Some parameters are automatically calculated by the simulation, but they are still acessible in the configuration module with the associated getter. For instance, the array of simulated wavelengths is available in supervisor.config.p_coronos[coro_index].get_wav_vec().

Other accessible parameters are :

supervisor.config.p_coronos[coro_index].get_apodizer() Return the apodizer array, of shape (pupdiam, pupdiam).
supervisor.config.p_coronos[coro_index].get_focal_plane_mask() Return the focal plane mask array. It is of shape (dim_fpm, dim_fpm, nb_wav), with the simulated wavelengths along the third dimension.
supervisor.config.p_coronos[coro_index].get_Lyot_stop() Return the Lyot stop array, of shape (pupdiam, pupdiam).

NCPA

Compass already has a function to add NCPA phase screens. It is in the target component :

supervisor.target.set_ncpa_tar(tar_index, ncpa) Set a NCPA phase screen, in microns. Has to be a 2D array of size (pupdiam, pupdiam). The parameter tar_index must be set to 0, as the coronagraph module gets the residual phase from the target 0.

Amplitude aberrations are available in the coronagraph, with the function :

supervisor.corono.set_electric_field_amplitude(coro_index, amplitude) Set the electric field amplitude before propagation through the coronagraph.
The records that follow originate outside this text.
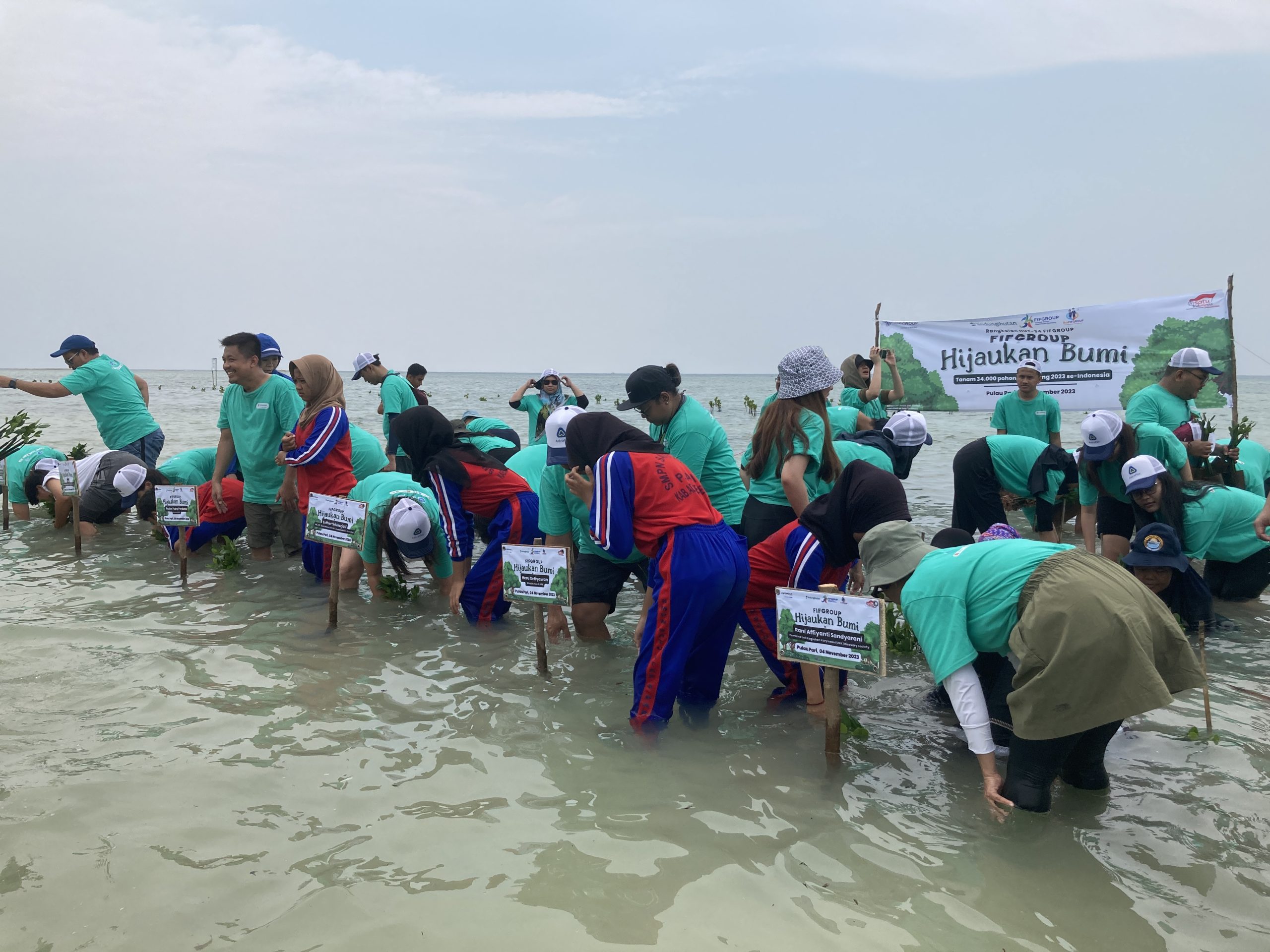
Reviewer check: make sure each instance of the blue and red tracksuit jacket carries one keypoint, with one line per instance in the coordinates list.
(323, 456)
(486, 492)
(792, 558)
(642, 497)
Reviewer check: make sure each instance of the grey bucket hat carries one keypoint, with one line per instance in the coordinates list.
(890, 552)
(806, 371)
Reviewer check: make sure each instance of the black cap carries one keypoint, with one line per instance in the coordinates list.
(647, 384)
(1157, 543)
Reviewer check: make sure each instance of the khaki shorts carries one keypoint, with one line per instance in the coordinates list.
(266, 524)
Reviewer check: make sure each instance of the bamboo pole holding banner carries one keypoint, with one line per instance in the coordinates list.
(540, 629)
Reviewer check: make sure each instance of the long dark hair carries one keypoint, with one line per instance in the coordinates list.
(389, 543)
(779, 427)
(1126, 448)
(1175, 494)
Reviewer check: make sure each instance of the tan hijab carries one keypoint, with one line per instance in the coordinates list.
(324, 384)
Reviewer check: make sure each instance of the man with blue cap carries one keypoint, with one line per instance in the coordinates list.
(116, 397)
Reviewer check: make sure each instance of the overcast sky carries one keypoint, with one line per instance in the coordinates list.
(596, 186)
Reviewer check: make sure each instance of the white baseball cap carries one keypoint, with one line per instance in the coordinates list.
(1141, 473)
(556, 428)
(128, 480)
(1099, 432)
(411, 526)
(907, 428)
(1193, 358)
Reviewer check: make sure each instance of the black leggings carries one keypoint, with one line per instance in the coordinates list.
(762, 520)
(1035, 763)
(1239, 582)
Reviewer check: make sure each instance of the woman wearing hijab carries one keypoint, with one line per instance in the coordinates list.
(816, 550)
(549, 399)
(901, 440)
(469, 485)
(1107, 445)
(642, 498)
(861, 384)
(790, 460)
(1021, 466)
(318, 452)
(1090, 644)
(1214, 524)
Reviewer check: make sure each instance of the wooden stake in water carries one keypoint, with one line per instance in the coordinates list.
(1203, 670)
(75, 522)
(540, 630)
(333, 598)
(832, 705)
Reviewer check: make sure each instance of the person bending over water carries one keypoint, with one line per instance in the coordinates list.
(642, 498)
(1083, 664)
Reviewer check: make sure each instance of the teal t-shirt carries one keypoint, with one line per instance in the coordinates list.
(1155, 404)
(1013, 460)
(538, 412)
(1035, 418)
(850, 451)
(398, 397)
(191, 469)
(257, 422)
(378, 492)
(842, 419)
(1254, 464)
(1153, 441)
(19, 464)
(1219, 525)
(562, 513)
(850, 398)
(965, 601)
(698, 440)
(369, 456)
(529, 464)
(767, 486)
(114, 399)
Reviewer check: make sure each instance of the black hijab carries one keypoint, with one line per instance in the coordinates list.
(429, 438)
(591, 436)
(863, 497)
(901, 457)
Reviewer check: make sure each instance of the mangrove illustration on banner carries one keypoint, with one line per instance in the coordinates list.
(1091, 357)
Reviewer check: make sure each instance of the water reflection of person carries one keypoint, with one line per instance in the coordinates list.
(1083, 664)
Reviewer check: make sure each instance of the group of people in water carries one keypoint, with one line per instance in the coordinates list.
(1037, 647)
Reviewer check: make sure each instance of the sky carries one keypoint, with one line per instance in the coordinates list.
(597, 186)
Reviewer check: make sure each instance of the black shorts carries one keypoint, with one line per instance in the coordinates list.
(597, 579)
(1115, 518)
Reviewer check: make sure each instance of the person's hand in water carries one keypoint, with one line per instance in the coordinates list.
(579, 484)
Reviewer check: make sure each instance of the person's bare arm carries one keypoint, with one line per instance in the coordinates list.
(793, 484)
(35, 389)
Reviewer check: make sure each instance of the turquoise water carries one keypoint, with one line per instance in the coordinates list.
(206, 769)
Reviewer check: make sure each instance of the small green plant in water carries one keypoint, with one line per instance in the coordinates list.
(398, 591)
(225, 554)
(851, 728)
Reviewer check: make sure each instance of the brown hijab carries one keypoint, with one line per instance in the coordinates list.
(324, 384)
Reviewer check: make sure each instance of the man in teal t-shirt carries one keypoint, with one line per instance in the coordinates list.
(1029, 412)
(566, 520)
(17, 466)
(257, 409)
(397, 395)
(116, 397)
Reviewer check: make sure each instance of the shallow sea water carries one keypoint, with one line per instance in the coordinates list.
(206, 769)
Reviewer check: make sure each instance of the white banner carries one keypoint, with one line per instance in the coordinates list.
(1092, 357)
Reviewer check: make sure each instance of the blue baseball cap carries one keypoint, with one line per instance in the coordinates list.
(268, 346)
(75, 342)
(1157, 543)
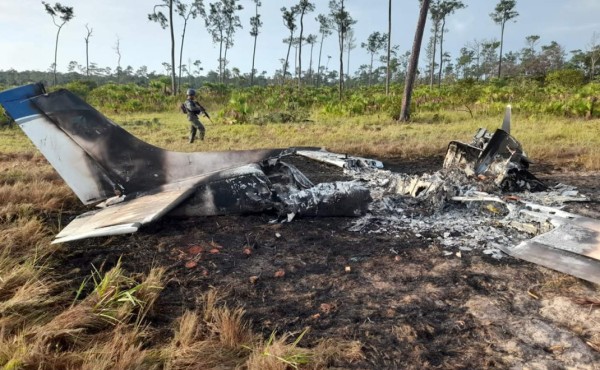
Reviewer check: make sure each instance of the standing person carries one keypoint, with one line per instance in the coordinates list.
(193, 109)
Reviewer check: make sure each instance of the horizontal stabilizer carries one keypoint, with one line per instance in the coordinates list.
(128, 216)
(566, 262)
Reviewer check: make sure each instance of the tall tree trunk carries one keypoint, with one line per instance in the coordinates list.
(432, 72)
(181, 53)
(87, 59)
(388, 72)
(225, 59)
(221, 57)
(441, 53)
(253, 56)
(319, 63)
(300, 50)
(501, 46)
(414, 61)
(56, 53)
(173, 84)
(371, 69)
(341, 84)
(348, 64)
(310, 63)
(287, 58)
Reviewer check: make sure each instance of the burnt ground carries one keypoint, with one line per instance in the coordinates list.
(410, 304)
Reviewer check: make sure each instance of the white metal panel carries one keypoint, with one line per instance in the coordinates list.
(69, 160)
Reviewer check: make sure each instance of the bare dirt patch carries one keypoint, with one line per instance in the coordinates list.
(410, 304)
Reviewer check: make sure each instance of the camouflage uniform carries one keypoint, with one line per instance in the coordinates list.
(193, 110)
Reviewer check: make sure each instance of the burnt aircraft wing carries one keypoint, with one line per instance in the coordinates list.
(128, 216)
(99, 160)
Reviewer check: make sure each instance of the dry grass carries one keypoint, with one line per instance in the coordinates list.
(105, 328)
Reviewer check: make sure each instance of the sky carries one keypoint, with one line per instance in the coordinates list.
(27, 33)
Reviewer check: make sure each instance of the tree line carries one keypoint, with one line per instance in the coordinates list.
(479, 60)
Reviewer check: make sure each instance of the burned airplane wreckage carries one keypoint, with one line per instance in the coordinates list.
(133, 184)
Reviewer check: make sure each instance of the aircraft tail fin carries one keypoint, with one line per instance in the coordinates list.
(99, 159)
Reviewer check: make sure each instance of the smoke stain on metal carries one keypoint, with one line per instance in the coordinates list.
(134, 183)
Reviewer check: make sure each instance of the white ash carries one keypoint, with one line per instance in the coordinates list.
(431, 214)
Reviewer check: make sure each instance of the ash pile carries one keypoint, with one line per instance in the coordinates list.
(483, 200)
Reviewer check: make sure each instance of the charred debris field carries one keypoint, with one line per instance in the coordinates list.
(414, 293)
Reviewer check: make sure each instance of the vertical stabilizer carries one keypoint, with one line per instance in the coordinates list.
(99, 159)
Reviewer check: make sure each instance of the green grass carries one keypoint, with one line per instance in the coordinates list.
(560, 141)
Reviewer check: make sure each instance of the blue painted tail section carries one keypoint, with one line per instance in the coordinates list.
(17, 102)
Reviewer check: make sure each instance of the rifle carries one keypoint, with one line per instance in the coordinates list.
(207, 116)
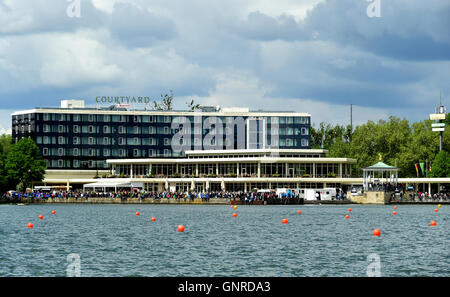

The default amplitude is constant and equal to 1. Has to be a 3D array of size (pupdiam, pupdiam, nb_wav).

To simulate temporally evolving aberrations, you should update the screens at each iteration.

Known issues and possible improvements

Apodizer, focal plane mask and Lyot stop arrays are real and cannot be complex.
The wavelength array is defined as nλ wavelengths evenly distributed in $$\left[ \lambda_0 - \frac{\Delta \lambda}{2}, \lambda_0 + \frac{\Delta \lambda}{2}]\right]$$ However, these wavelengths simulate a bandwidth slightly larger than Δλ. It would be a better approximation to set the lower and upper bounds of the wavelength array at $$\lambda_0 - \frac{\Delta \lambda}{2} + \frac{\Delta \lambda}{2 n_{\lambda}}\verb! and ! \lambda_0 + \frac{\Delta \lambda}{2} - \frac{\Delta \lambda}{2 n_{\lambda}} \verb! respectively!.$$
Only the residual phase from the target number 0 is send to the coronagraphs. It might be relevant to account for each target, especially if we want to add planets in the field of view.
For the SPHERE APLC coronagraph, if the image sampling is not provided, a value is autocomputed to match the IRDIS pixel scale of 12.25 mas. The formula used is $$\verb!image_sampling! = \frac{\lambda_0 / D}{\verb!irdis_pixel_scale!} $$ with $$D = D_{\mathrm{telescope}} = 8 m$$ But the Lyot stop diameter should be used : $$D = D_{\mathrm{Lyot}} \simeq 0.96 D_{\mathrm{telescope}}$$
The Lyot stop of SPHERE does not feature the dead actuator patches.